APRA: Australian Banks Must Meet Basel Requirements by January 2013
Australians Banks Would Need $15B to Meet Basel Rules
The Australian Prudential Regulation Authority is recommending in a discussion paper that Australian banks meet the Basel minimum capital requirements by January 2013, The Sydney Morning Herald reports.
This would come two years ahead of the 2015 deadline set by global regulators which hiked capital requirements in the form of equity, reserves and retained earnings to prevent the recurrence of a global banking crisis.
The new Basel III regulations require a minimum core or Tier 1 capital ratio of 4.5 per cent and a 2.5 per cent capital buffer on top of the former.

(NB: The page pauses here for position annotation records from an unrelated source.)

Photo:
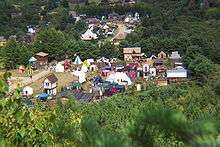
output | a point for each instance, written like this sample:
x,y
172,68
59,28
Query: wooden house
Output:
x,y
176,75
50,85
3,41
161,82
42,58
175,57
162,55
132,53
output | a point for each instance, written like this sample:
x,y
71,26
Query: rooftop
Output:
x,y
42,54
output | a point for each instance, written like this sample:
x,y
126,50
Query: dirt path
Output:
x,y
121,30
23,81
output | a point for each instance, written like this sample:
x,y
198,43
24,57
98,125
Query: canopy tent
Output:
x,y
89,35
27,91
81,75
32,60
97,79
78,60
59,67
84,68
43,96
105,27
119,77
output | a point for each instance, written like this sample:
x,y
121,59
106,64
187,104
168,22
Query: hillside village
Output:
x,y
96,73
97,78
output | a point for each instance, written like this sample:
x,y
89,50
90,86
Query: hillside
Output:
x,y
180,114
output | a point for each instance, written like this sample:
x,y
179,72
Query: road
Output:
x,y
23,81
120,33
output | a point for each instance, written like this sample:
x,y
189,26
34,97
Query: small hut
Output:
x,y
78,61
42,58
21,69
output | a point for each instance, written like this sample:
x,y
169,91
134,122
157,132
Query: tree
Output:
x,y
65,3
14,54
201,132
201,67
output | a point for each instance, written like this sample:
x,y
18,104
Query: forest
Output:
x,y
184,114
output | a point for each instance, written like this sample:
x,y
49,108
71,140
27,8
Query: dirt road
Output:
x,y
23,81
120,33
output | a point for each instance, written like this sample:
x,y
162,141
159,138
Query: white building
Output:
x,y
89,35
50,84
177,74
27,91
120,78
59,67
175,56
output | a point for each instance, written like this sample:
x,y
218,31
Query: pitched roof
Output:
x,y
133,50
175,55
42,54
2,38
52,78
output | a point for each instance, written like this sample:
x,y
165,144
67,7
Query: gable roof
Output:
x,y
133,50
42,54
52,78
175,55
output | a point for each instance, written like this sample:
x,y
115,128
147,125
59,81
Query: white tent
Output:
x,y
59,67
105,27
27,91
127,19
120,78
78,60
81,75
89,35
84,68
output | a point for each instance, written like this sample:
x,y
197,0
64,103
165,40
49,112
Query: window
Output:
x,y
46,84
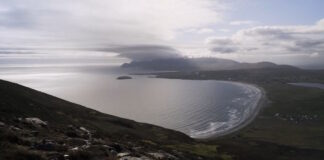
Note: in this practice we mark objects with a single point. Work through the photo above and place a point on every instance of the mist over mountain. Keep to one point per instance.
(187, 64)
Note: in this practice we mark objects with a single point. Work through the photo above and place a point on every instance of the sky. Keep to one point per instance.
(280, 31)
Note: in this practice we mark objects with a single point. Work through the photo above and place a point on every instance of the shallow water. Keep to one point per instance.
(305, 84)
(197, 108)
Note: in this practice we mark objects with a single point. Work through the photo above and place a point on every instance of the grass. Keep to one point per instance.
(269, 136)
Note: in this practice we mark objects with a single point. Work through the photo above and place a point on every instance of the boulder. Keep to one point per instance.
(36, 122)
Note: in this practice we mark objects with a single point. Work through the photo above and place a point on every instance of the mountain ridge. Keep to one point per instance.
(191, 64)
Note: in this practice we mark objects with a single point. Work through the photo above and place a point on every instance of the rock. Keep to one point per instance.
(13, 128)
(49, 145)
(134, 158)
(124, 77)
(123, 154)
(84, 130)
(117, 147)
(36, 122)
(159, 155)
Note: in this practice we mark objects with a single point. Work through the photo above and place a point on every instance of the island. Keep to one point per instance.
(124, 77)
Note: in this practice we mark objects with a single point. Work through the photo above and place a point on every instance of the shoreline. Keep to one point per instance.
(259, 106)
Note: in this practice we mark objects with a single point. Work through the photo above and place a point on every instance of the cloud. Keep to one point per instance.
(101, 23)
(222, 45)
(205, 31)
(146, 52)
(238, 23)
(273, 40)
(314, 55)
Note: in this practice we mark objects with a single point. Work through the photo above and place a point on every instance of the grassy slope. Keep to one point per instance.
(17, 101)
(270, 136)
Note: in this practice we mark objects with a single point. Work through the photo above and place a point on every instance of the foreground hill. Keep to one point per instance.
(34, 125)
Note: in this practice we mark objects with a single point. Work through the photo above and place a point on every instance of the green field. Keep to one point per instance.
(291, 124)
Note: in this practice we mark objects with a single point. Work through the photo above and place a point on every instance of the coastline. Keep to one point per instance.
(259, 106)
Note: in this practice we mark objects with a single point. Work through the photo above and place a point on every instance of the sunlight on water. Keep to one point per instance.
(197, 108)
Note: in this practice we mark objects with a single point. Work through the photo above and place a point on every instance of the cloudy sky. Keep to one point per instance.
(286, 32)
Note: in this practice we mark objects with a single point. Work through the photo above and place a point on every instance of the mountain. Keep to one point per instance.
(191, 64)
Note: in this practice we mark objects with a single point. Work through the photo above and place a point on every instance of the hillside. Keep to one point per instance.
(34, 125)
(194, 64)
(291, 126)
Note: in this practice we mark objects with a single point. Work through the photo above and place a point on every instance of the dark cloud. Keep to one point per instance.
(309, 43)
(224, 49)
(222, 45)
(147, 52)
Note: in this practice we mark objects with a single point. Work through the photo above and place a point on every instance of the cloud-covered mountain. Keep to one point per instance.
(189, 64)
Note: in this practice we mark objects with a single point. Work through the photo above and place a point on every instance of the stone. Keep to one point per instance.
(36, 122)
(134, 158)
(2, 124)
(123, 154)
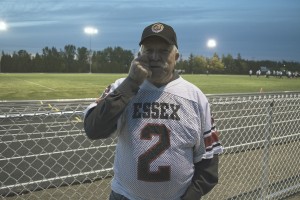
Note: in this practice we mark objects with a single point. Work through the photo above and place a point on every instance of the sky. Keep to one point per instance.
(255, 29)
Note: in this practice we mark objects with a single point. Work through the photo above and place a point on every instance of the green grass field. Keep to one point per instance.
(77, 86)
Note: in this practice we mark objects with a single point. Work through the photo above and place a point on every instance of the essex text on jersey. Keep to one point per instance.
(156, 110)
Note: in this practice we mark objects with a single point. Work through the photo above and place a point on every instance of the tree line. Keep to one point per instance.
(74, 59)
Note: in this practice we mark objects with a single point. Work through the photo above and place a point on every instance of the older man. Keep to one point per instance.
(167, 144)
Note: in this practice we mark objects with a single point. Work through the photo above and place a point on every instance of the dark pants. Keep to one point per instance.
(116, 196)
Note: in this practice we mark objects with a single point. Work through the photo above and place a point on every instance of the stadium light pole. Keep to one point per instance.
(90, 31)
(3, 27)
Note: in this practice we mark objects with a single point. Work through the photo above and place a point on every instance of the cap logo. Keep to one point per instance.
(156, 28)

The four largest Australian banks - National Australia Bank, Commonwealth Bank, Westpac and ANZ - currently have core Tier 1 capital ratios under 7 per cent.
The four banks have a total minimum shortfall of $5 billion to meet the Basel III requirements. Including the other large Australian banks, the additional capital requirement would top $15 billion.
To boost their capitals, the banks are expected to go to the equity capital markets and raise $30 billion.
"Compared to the minimum of 7 per cent, the banks are a billion dollar short, you can easily get that between now and then. Over and above that there may be deductions, the regulators will probably insist on buffer and banks may themselves want more," CLSA Asia Pacific banking analyst Brian Johnson told stuff.co.nz.
"ADI (Authorised Deposit-taking Institutions) in Australia are well placed to meet the new minimum capital requirements and APRA is therefore proposing to accelerate aspects of the Basel Committee's timetable," APRA said in a statement.
Due to their profitable operations, Australian banks add up to 50 basis points to their capital yearly, which would allow them to meet the new Basel capital requirements easily.
Singapore, Switzerland and China earlier announced plans to meet the new Basel III capital rules, but most European and American regulators have not yet disclosed their plans.